If teams have not worked together before, partners need to take the time and trouble to allow trust to develop naturally through proximity. For example, for the API production step on Product X that we transferred to China, we assumed the not-inconsiderable cost of sending knowledgeable people thousands of miles to the site was money well spent. It served to accelerate the knowledge transfer and when problems did surface (as they inevitably do), the receiving plant was not left to its own devices to try to solve or fix them without adequate support.
In the case of Product Z, we assembled a joint team with the client to work on improving the process, giving both parties time to get to know each other before the transfer. This subsequently paid off as the team was able to work together productively throughout the lifetime of the product, supporting each other in matters concerning strategy, supply, distribution and regulatory affairs.
As noted, technology transfers don’t happen as often as they might, or as often as perhaps they should. Companies have legitimate concerns about supply interruptions and the costs they may incur as a result. Then there is the expense. To plan one thoroughly and execute it carefully requires a significant investment. To minimise the cost, companies are sometimes tempted to shortcut the planning and rely on what’s worked before for similar products. This is a false economy.
Looking at our history of transfers, we have found that the chance of getting them right by mimicking the transfer of a similar product are no better than 50% — a coin toss. Conversely, beginning fresh, with a blank sheet, and analysing the process as if you have never done it before, the chance of right-the-first-time success is better than 90%. Yes, technology transfers require investment. However, the cost is less than that of fixing one that went wrong.
In addition, a technology transfer provides the opportunity to make product and process improvements that might otherwise be missed. In practice, production processes often run for years without being improved meaningfully. Companies always have other priorities, including new projects, which steal attention from ongoing products. But in making a transfer, a company is forced to make changes; there will always be differences at the receiving site that need to be accommodated. Those changes — properly planned for and executed — can realise enduring strategic advantages by lowering production or distribution costs, or by improving a company’s competitive position in a given market.

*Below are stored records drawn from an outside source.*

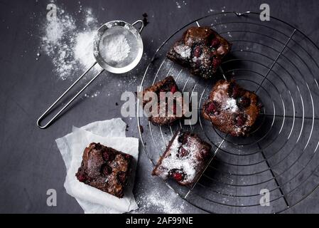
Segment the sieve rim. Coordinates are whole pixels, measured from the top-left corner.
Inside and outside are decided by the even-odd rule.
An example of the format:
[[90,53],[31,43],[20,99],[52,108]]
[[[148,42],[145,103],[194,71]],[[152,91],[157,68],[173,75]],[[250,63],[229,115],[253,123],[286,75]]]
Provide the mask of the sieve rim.
[[[135,58],[129,64],[122,67],[114,67],[110,66],[109,63],[107,63],[107,61],[104,61],[99,51],[99,44],[103,34],[107,29],[114,27],[123,27],[124,28],[131,32],[135,37],[137,43],[137,53]],[[143,51],[143,40],[139,31],[133,25],[124,21],[115,20],[105,23],[99,28],[94,39],[93,54],[96,61],[105,71],[114,73],[126,73],[135,68],[137,64],[139,64],[142,58]]]

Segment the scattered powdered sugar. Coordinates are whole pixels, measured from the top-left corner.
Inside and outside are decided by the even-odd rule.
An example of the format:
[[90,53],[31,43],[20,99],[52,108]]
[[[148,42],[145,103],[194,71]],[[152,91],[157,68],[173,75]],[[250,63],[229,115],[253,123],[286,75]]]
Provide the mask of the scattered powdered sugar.
[[174,47],[174,50],[182,58],[190,58],[190,53],[191,53],[190,48],[183,43],[176,45]]
[[[103,40],[103,46],[100,48],[101,55],[107,62],[123,62],[130,52],[130,46],[125,36],[123,34],[114,34],[112,38]],[[107,38],[107,37],[106,37]]]
[[232,98],[229,98],[226,100],[225,105],[223,107],[225,110],[229,110],[232,113],[234,113],[238,110],[236,100]]
[[158,212],[165,214],[182,214],[185,211],[184,202],[179,203],[180,198],[172,190],[161,194],[153,189],[151,192],[145,192],[136,197],[136,202],[140,208],[136,212],[149,212],[156,209]]
[[62,9],[57,12],[60,14],[56,20],[44,24],[43,50],[52,58],[60,78],[73,79],[79,69],[84,71],[94,62],[92,46],[97,22],[92,10],[87,9],[84,11],[85,27],[79,29],[71,15]]

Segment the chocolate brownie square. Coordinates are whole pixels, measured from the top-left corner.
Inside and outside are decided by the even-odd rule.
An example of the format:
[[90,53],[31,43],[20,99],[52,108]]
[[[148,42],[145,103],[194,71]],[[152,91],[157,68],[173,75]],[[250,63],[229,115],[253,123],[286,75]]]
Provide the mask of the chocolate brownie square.
[[220,131],[232,136],[247,136],[261,108],[258,96],[234,81],[219,81],[203,105],[203,117]]
[[210,27],[190,27],[171,47],[167,57],[194,75],[212,78],[231,44]]
[[92,142],[85,148],[75,176],[85,184],[121,198],[132,159],[130,155]]
[[159,159],[152,175],[174,179],[180,185],[191,186],[204,171],[211,145],[198,135],[178,130]]
[[[168,76],[163,80],[161,80],[154,85],[147,88],[143,91],[143,108],[145,107],[147,103],[149,102],[145,95],[148,92],[153,92],[157,95],[158,103],[157,103],[157,112],[158,113],[158,116],[151,115],[148,118],[148,120],[153,124],[157,125],[171,125],[174,121],[182,118],[185,114],[184,109],[183,108],[183,97],[175,96],[172,97],[173,100],[173,110],[171,110],[171,115],[168,113],[168,108],[171,105],[168,105],[168,99],[165,100],[165,103],[163,105],[160,105],[160,101],[161,100],[161,96],[165,95],[166,93],[171,92],[172,95],[176,92],[180,92],[178,86],[176,85],[174,78],[172,76]],[[180,93],[181,95],[181,93]],[[179,107],[181,110],[180,113],[177,112],[177,108]]]

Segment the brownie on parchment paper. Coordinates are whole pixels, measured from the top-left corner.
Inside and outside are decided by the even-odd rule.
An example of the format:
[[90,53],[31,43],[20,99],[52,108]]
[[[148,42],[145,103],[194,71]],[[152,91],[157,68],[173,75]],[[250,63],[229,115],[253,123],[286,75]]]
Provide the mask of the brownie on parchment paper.
[[75,176],[85,184],[121,198],[133,157],[99,143],[85,148]]

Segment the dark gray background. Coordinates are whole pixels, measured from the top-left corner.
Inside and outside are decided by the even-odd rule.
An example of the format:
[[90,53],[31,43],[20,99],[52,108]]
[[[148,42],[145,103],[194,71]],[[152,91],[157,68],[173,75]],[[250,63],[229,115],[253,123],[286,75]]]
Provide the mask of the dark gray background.
[[[65,167],[55,139],[70,132],[72,125],[82,126],[98,120],[120,116],[119,102],[122,91],[134,90],[140,81],[126,85],[121,83],[114,90],[112,85],[129,80],[132,74],[141,78],[149,57],[173,31],[194,19],[208,14],[210,9],[221,11],[258,11],[264,1],[92,1],[81,3],[92,9],[99,23],[123,19],[132,22],[148,14],[150,24],[143,32],[145,56],[139,66],[121,78],[109,75],[99,77],[88,93],[98,89],[93,99],[78,101],[47,130],[36,125],[37,118],[70,83],[59,81],[50,58],[41,56],[36,61],[40,45],[39,31],[45,20],[49,1],[0,1],[0,212],[6,213],[82,213],[76,201],[63,187]],[[77,11],[78,1],[57,1],[68,12]],[[319,4],[316,0],[267,1],[271,15],[298,27],[319,44]],[[105,10],[102,11],[102,8]],[[79,71],[79,73],[80,70]],[[118,88],[118,89],[117,89]],[[112,96],[107,93],[112,90]],[[129,128],[128,136],[138,137],[136,120],[124,119]],[[150,177],[151,166],[141,152],[137,170],[137,198],[151,189],[157,188],[164,195],[169,190]],[[58,206],[46,205],[46,191],[58,192]],[[318,212],[319,192],[304,200],[289,212]],[[179,207],[181,199],[175,203]],[[202,212],[183,203],[185,212]],[[143,207],[143,205],[140,205]],[[149,207],[141,212],[161,212]]]

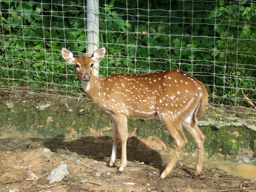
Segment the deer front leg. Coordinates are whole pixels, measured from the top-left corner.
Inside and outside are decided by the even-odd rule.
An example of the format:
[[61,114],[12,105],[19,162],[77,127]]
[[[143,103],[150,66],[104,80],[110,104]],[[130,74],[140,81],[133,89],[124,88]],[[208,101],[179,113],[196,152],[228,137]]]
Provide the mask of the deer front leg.
[[116,148],[117,147],[117,138],[118,138],[118,132],[116,128],[116,124],[114,118],[112,118],[112,139],[113,145],[111,159],[109,162],[109,166],[112,167],[114,166],[116,160]]
[[126,166],[126,143],[127,142],[127,120],[126,117],[122,115],[117,114],[113,117],[116,122],[116,125],[120,137],[122,145],[122,155],[121,165],[116,173],[122,173]]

Transferring the production of sophisticated products from one site to another, or to several others, will always be challenging and will always involve risk. But not only are there more opportunities today for companies to improve how they have their products made, there are also more options to secure supply, produce closer to critical markets, become more agile when responding to changes in demand, and secure sophisticated help with technically challenging production steps. Specialist expertise, solid processes and standardised operating procedures and equipment all work together to minimise risk and costs.
A consistent risk-based approach, continually updated with new data from quality by design and design of experiments initiatives, will improve both Patheon’s and the industry’s ability to efficiently, effectively and seamlessly transfer production going forward. The rewards can be substantial, and transferring technology should be an option that every company places top of mind.